Fachbereich Chemie, Philipps-Universität Marburg, Marburg, Germany.
Nat Protoc. 2018 Apr;13(4):605-632. doi: 10.1038/nprot.2017.138. Epub 2018 Mar 1.
Asymmetric catalysis is a powerful approach for the synthesis of optically active compounds, and visible light constitutes an abundant source of energy to enable chemical transformations, which are often triggered by photoinduced electron transfer (photoredox chemistry). Recently, bis-cyclometalated iridium(III) and rhodium(III) complexes were introduced as a novel class of catalysts for combining asymmetric catalysis with visible-light-induced photoredox chemistry. These catalysts are attractive because of their unusual feature of chirality originating exclusively from a stereogenic metal center, which offers the prospect of an especially effective asymmetric induction upon direct coordination of the substrate to the metal center. As these chiral catalysts contain only achiral ligands, special strategies are required for their synthesis. In this protocol, we describe strategies for preparing two types of chiral-at-metal catalysts, namely the Λ- and Δ-enantiomers (left- and right-handed propellers, respectively) of the iridium complex IrS and the rhodium complex RhS. Both contain two cyclometalating 5-tert-butyl-2-phenylbenzothiazoles in addition to two acetonitrile ligands and a hexafluorophosphate counterion.

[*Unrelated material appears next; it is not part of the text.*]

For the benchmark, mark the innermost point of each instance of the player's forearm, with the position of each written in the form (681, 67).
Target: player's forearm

The two cyclometalated ligands set the propeller-shaped chiral geometry, but the acetonitriles are labile and can be replaced by substrate molecules. The synthesis protocol consists of three stages: first, preparation of the ligand 5-tert-butyl-2-phenylbenzothiazole; second, preparation of salicylthiazoline (used for iridium) and salicyloxazoline (used for rhodium) chiral auxiliaries; and third, the auxiliary-mediated synthesis of the individual enantiopure Λ- and Δ-configured catalysts. This class of stereogenic-only-at-metal complexes is of substantial value in the field of asymmetric catalysis, offering stereocontrolled radical reactions based on visible-light-activated photoredox chemistry. Representative examples of visible-light-induced asymmetric catalysis are provided.

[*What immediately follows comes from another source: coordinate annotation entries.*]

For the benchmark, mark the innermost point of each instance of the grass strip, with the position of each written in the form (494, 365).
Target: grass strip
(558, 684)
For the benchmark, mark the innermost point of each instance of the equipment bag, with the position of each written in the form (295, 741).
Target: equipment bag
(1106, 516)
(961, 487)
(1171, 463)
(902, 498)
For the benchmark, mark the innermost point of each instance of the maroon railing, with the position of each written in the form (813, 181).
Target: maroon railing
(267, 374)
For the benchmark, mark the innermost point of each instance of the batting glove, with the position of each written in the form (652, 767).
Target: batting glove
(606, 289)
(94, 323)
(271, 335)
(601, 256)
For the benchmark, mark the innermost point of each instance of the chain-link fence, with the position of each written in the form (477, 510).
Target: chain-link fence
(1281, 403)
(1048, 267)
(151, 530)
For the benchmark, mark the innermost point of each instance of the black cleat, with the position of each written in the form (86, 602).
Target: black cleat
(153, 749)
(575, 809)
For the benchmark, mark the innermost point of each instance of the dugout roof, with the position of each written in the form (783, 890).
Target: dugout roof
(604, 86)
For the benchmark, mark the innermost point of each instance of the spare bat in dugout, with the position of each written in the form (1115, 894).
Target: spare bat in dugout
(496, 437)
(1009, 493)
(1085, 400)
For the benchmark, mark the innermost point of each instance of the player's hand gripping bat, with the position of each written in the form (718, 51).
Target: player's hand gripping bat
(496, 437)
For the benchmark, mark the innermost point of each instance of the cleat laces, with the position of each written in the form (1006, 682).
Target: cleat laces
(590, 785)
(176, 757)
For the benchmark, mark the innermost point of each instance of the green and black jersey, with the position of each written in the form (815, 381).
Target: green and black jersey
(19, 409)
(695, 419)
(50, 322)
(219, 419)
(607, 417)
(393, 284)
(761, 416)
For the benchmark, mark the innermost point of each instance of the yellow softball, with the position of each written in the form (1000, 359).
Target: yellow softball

不对称催化是合成手性化合物的一种强大方法,可见光作为丰富的能源,可用于引发化学转化,而这些转化通常是由光诱导电子转移(光氧化还原化学)触发的。最近,双环金属化铱(III)和铑(III)配合物被引入作为一种新型的催化剂,将不对称催化与可见光诱导的光氧化还原化学结合起来。这些催化剂很有吸引力,因为它们的手性特征仅源自立体手性金属中心,这在手性金属中心直接与底物配位时,有望对手性诱导产生特别有效的影响。由于这些手性催化剂仅含有非手性配体,因此需要特殊的策略来合成它们。在本方案中,我们描述了制备两种类型的手性金属催化剂的策略,即铱配合物 IrS 和铑配合物 RhS 的 Λ-和 Δ-对映异构体(分别为左旋和右旋推进器)。两者都含有两个环金属化的 5-叔丁基-2-苯基苯并噻唑,外加两个乙腈配体和一个六氟磷酸盐抗衡离子。两个环金属化配体设定了推进器形状的手性几何形状,但乙腈配体不稳定,可以被底物分子取代。合成方案包括三个阶段:首先,制备配体 5-叔丁基-2-苯基苯并噻唑;其次,制备水杨噻唑啉(用于铱)和水杨恶唑啉(用于铑)手性辅助剂;最后,通过辅助介导的合成,得到单个对映纯的 Λ-和 Δ-构型催化剂。这种仅在金属上具有立体构型的立体异构纯配合物在手性催化领域具有重要价值,提供了基于可见光激活的光氧化还原化学的立体控制自由基反应。提供了可见光诱导不对称催化的代表性实例。